A Backup Is Not a Backup Until It’s Been Tested

This is the most crucial advice that I can give. You can send data wherever you like, but until you’ve validated the return path, it’s worth only slightly more than no backup at all. Organisations are generally required to run a raft of disaster recovery tests at least annually that perform this exact function. If the infrastructure you manage is on behalf of an organisation, then you already do this. If it’s a hobby project, then I recommend you do it too.

Restoring from a backup is a task that increases with complexity as the size of the restoration increases. If I accidentally delete something in a file, it’s a relatively straightforward process to pull it back out of the Git repository, or perhaps Time Machine, or Restic. I put it back, and I’m done. At the other end of the spectrum, if I need to recover from a ransomware takeover, I’m wiping everything, building servers back from scratch, and mounting my remote backup to pull data back, a manual and tortuous process. But you have to run those processes.

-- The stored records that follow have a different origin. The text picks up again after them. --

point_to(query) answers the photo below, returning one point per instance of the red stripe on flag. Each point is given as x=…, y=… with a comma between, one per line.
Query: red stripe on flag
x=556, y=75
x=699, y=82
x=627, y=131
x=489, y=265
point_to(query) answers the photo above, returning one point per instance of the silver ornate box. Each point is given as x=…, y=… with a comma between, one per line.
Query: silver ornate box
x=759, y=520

I had the good fortune to perform a disaster recovery myself while building out this backup process. I accidentally wiped my boot device while trying to update something. This was foolish, but I recommend my section above on ”The Human Touch”. However, because of my backup processes, I didn’t have to be careful. It was sufficient to reinstall Fedora, run my Ansible playbooks, and run a script that restored the Restic backups to the right places. This entire exercise took me about 90 minutes, and I was left with a much stronger understanding of my local backups. If I had my time again, I would not do this, nor do I recommend it. But recovering from a real disaster is akin to making lemonade when I (in this case) hand myself lemons.

For my remote backups, I have mounted each volume on the mini-PC in the UK, and verified that they are in fact visible. Beyond that, any recovery from that node probably involves me flying over to pick it up, so I am not concerned about testing my ability to send/recv back over the network. The offline backups I validate periodically by mounting and inspecting.

The key point isn’t avoiding disaster, even though we should all be doing our best to do so. The key thing is preparing for it, because it will come by eventually. Maybe because of someone nefarious, but more likely because none of us are to be trusted at a Linux command line.